Просит его, как царя красноречия, вступиться за Амфилохия.
В опасности красноречие, и твое теперь время, если ты у нас царь красноречия. К тому же Амфилохий мой — друг тебе по отцу, а, прибавлю еще, это такой человек, что не делает стыда ни отцову роду, ни нашей дружбе, если только я не плохой судья в подобных вещах. Важнее же всего для любомудрого, каков особенно ты, что он запутан в дела, не сделав ничего худого. И хотя все это само по себе очень легко, однако же для меня всего тяжелее показаться невнимательным к делу. Поэтому делаю все, что только могу; а могу просить тех, кто имеет возможность сделать добро; потому что в положении, в каком теперь нахожусь, ничто иное для меня и не возможно. А ты оправдай слово твоего Платона, который сказал, что в городах не прежде прекратится зло, но разве когда могущество сойдется с любомудрием. У тебя есть и то и другое. Подай руку нуждающемуся, и присоветовав ему, что следует, и оказав помощь. Нет для тебя лучшего случая к любомудрию, как теперь вступить в подвиг за правду; а сверх того сделаешь этим добро и мне, твоему хвалителю.
Просит руководствовать в образовании Евдоксия, сына ритора Евдоксия.
Спартанца отличает копье, Пелопида — плечо, а великого Фемистия — ученость. Ибо, хотя и во всем всех превосходишь, однако ученость, сколько знаю, значительнейшее из твоих достоинств. Она и в самом начале соединила нас друг с другом, если только и я что–нибудь значу по наукам; она и теперь убедила меня воспринять смелость. Но если узнаешь человека, о котором прошу, то, может быть, и одобришь мое дерзновение. Представляю тебе сына знаменитого Евдоксия и моего также сына Евдоксия же, весьма заслуживающего внимание и по жизни, и по дару слова, как сам это найдешь, если, по пословице, приложишь веревку к камню (какое же другое мерило вернее тебя), а для меня особенно любезного как по дружбе отца, так не менее по собственной его добродетели. Поэтому окажи благодеяние сему человеку, как бы мне самому благодетельствуя, и к чести своей учености соблаговоли помочь сыну идти вперед.
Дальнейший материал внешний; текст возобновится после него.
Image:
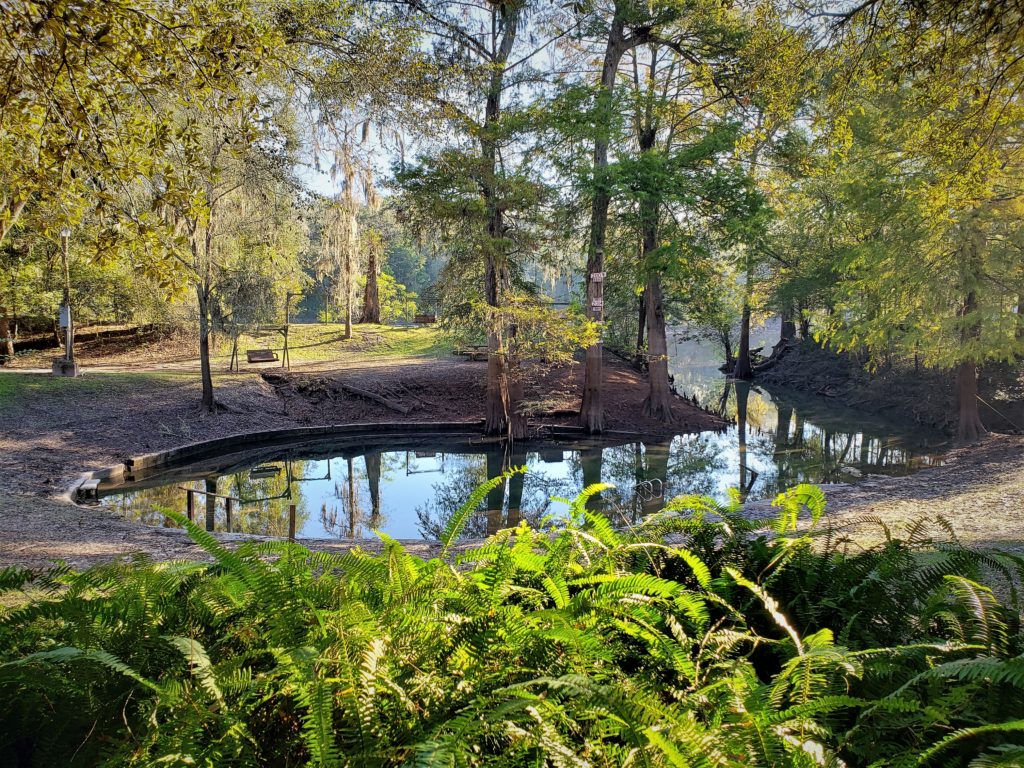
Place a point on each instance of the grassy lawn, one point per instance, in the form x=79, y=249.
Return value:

Ему нужно науками приобрести себе известность и для того успеть в них, чтобы снискивать себе пропитание. А чему и как надобно ему учиться, это сам он объяснит тебе; твоя же ученость и твое благоразумие подвергнут сие своему благоусмотрению.
Выговаривая Св. Василию, который под предлогом своей болезни звал Св. Григория в Кесарию, когда там производилось избрание нового епископа на место умершего Евсевия, объясняет причины, по которым воротился с дороги (370 г.).
Не дивись, если покажется, что говорю нечто странное и чего не говаривал никто прежде. По моему мнению, хотя и приобрел ты славу человека постоянного, не погрешительного и твердого умом, однако же и предпринимаешь и делаешь многое более просто, нежели непогрешительно. Ибо кто свободен от порока, тот не вдруг подозревает порок. Это случилось и теперь. Вызывал ты меня в митрополию, когда нужно было совещаться об избрании епископа. И какой благовидный и убедительный предлог! Притворился, что болен, находишься при последнем издыхании, желаешь меня видеть и передать мне последнюю свою волю. Не знал я, к чему это клонится и как своим прибытием помогу делу, но отправился в путь, сильно огорченный известием. Ибо что для меня выше твоей жизни или что прискорбнее твоего отшествия? Проливал я источники слез, рыдал и в первый теперь раз узнал о себе, что не утвердился еще в любомудрии. Ибо чего не наполнил надгробными рыданиями? Когда же узнал, что в город сбираются епископы, остановился в пути и дивился, во–первых, тому, как не позаботился ты о благоприличии и не остерегся языка людей, которые всего скорее возводят клеветы на простодушных; во–вторых, как думаешь, что не одно и то же прилично и тебе и мне, которых вначале так сдружил Бог, что и жизнь, и учение, и все у нас общее; а в–третьих (пусть и это будет сказано), как подумал, что тут будут выставлять на вид людей благоговейных, а не сильных в городе и любимых народом? По сим–то причинам поворотил я корму и еду назад. Да и тебе самому, если угодно, желаю избежать настоящих мятежей и худых подозрений; а твое благоговение тогда увижу, когда устроятся дела и позволит мне время; увижу — и тогда побраню побольше и посильнее.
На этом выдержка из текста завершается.